また、経時的にＨｅｐＧ２細胞が増殖しており、細胞培養用デバイスを用いて培養できることが示された。

　本実施形態の半透膜は、たわみにくく、取扱いが容易な適度な強度を有する。また、本実施形態の細胞培養用デバイスは、細胞保護性能が優れるのみならず、取扱いも容易であって、細胞の長期間培養が可能であり、且つ、細胞数を計測可能である。さらに、本実施形態の細胞培養用デバイスを用いて、組織型チップ、器官型チップ、又は、器官型チップシステムを構築することにより、従来の培養モデル、又は、動物実験の代替として、疾患に対する薬効、薬剤及びその代謝物の代謝経路や細胞毒性の確認試験等への活用が期待できる。

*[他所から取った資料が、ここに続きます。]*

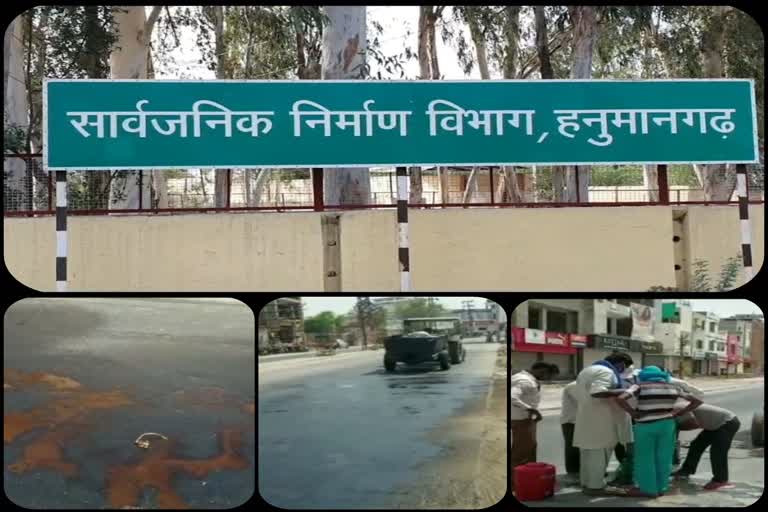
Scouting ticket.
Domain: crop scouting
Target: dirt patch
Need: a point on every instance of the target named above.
(472, 473)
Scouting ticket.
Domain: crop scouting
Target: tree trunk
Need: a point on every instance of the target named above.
(258, 185)
(423, 43)
(129, 60)
(478, 40)
(220, 183)
(584, 21)
(17, 193)
(717, 180)
(512, 194)
(343, 57)
(542, 43)
(511, 40)
(651, 182)
(471, 181)
(650, 172)
(247, 186)
(433, 62)
(445, 197)
(96, 182)
(416, 185)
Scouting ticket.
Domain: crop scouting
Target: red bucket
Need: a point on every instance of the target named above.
(534, 481)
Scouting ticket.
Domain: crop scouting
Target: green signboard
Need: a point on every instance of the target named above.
(669, 311)
(154, 124)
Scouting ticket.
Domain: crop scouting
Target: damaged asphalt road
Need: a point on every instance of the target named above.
(84, 378)
(338, 432)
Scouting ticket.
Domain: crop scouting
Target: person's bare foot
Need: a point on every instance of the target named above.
(637, 493)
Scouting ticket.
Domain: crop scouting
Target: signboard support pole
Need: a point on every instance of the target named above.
(61, 231)
(663, 184)
(578, 185)
(490, 178)
(317, 189)
(746, 227)
(403, 251)
(229, 188)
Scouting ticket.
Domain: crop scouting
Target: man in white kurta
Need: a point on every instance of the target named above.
(600, 424)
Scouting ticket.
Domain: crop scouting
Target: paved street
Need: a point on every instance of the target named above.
(339, 432)
(745, 462)
(83, 378)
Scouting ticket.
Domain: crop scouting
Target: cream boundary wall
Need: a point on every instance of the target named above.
(713, 234)
(474, 249)
(251, 252)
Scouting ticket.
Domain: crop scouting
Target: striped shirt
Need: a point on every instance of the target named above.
(655, 400)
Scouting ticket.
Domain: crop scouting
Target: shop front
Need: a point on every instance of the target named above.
(734, 360)
(653, 354)
(699, 363)
(712, 363)
(531, 345)
(600, 345)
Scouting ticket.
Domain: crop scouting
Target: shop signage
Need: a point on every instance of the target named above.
(535, 336)
(577, 340)
(651, 347)
(557, 338)
(612, 342)
(642, 321)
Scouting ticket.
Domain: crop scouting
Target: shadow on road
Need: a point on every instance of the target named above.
(26, 321)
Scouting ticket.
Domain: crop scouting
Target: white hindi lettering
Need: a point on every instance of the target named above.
(297, 114)
(385, 119)
(569, 119)
(255, 120)
(602, 118)
(220, 111)
(395, 116)
(454, 110)
(454, 115)
(251, 122)
(80, 124)
(140, 118)
(727, 126)
(631, 120)
(566, 118)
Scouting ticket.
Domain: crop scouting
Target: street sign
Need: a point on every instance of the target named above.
(155, 124)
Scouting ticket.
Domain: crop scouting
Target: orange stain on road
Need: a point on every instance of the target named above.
(45, 453)
(126, 482)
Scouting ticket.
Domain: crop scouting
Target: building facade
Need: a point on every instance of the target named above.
(742, 326)
(573, 333)
(281, 322)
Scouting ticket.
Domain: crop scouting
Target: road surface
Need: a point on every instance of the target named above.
(745, 461)
(338, 432)
(83, 378)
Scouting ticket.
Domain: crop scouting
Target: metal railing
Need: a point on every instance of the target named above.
(29, 190)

　１…保持体、１０…半透膜、１０ａ…保持体を含む半透膜、１１…部材、１１ａ…第１の部材、１１ｂ…第２の部材、１２…支持体、１３，１０１…チューブ、１４…注入孔、１４ａ…第１の注入孔、１４ｂ…第２の注入孔、１００，２００，３００，６００…細胞培養用デバイス、４００ａ，５００ａ…細胞培養用デバイス（デバイス内部と外部とが注入孔を介して連通）、４００ｂ，５００ｂ…細胞培養用デバイス（デバイス内部と外部とが不通）、１Ａ，１Ｂ，１Ｃ，１Ｄ…組織型チップ、１０Ａ，１０Ｂ，１０Ｃ，１０Ｄ…器官型チップシステム。

Claims

　液相中で半透性を有し、且つ、格子構造を有する低吸水性の保持体を含む半透膜。
　前記保持体の格子構造がマイクロメートル単位の目盛りとして機能する請求項１に記載の半透膜。
　前記保持体がポリエステル又はポリスチレンからなる請求項１又は２に記載の半透膜。
　生体適合性を有する材料を含む請求項１～３のいずれか一項に記載の半透膜。
　前記生体適合性を有する材料がゲル化する細胞外マトリックス由来成分である請求項１～４のいずれか一項に記載の半透膜。
　前記ゲル化する細胞外マトリックス由来成分がネイティブコラーゲン、又はアテロコラーゲンである請求項５に記載の半透膜。
　請求項１～６のいずれか一項に記載の半透膜を少なくとも一部に備える細胞培養用デバイス。
　さらに、気相中で液密性を有する請求項７に記載の細胞培養用デバイス。
　培養液に懸濁された細胞を注入可能であり、内部容積が１０ｍＬ以下である請求項７又は８に記載の細胞培養用デバイス。
　全体が前記半透膜からなる請求項７～９のいずれか一項に記載の細胞培養用デバイス。
　１種類の細胞を含む請求項７～１０のいずれか一項に記載の細胞培養用デバイスを備える組織型チップ。
　前記細胞の密度が、２．０×１０^３細胞／ｍＬ以上１．０×１０^９細胞／ｍＬ以下である請求項１１に記載の組織型チップ。
　少なくとも２種類の細胞を含む請求項７～１０のいずれか一項に記載の細胞培養用デバイスを備える器官型チップ。
　前記細胞の密度が、２．０×１０^３細胞／ｍＬ以上１．０×１０^９細胞／ｍＬ以下である請求項１３に記載の器官型チップ。
　多細胞構造体を提供するためのキットであって、
　請求項１１若しくは１２に記載の組織型チップ、又は、請求項１３若しくは１４に記載の器官型チップと培養液とを含む開閉可能な密封容器を備えるキット。
　請求項１１若しくは１２に記載の組織型チップ、又は、請求項１３若しくは１４に記載の器官型チップを少なくとも２つ備え、前記組織型チップ又は前記器官型チップが密閉性を保ちながら連結されている器官型チップシステム。
　請求項７～１０のいずれか一項に記載の細胞培養用デバイスを用いる細胞の培養方法。
　請求項７～１０のいずれか一項に記載の細胞培養用デバイスを用いる細胞数の測定方法。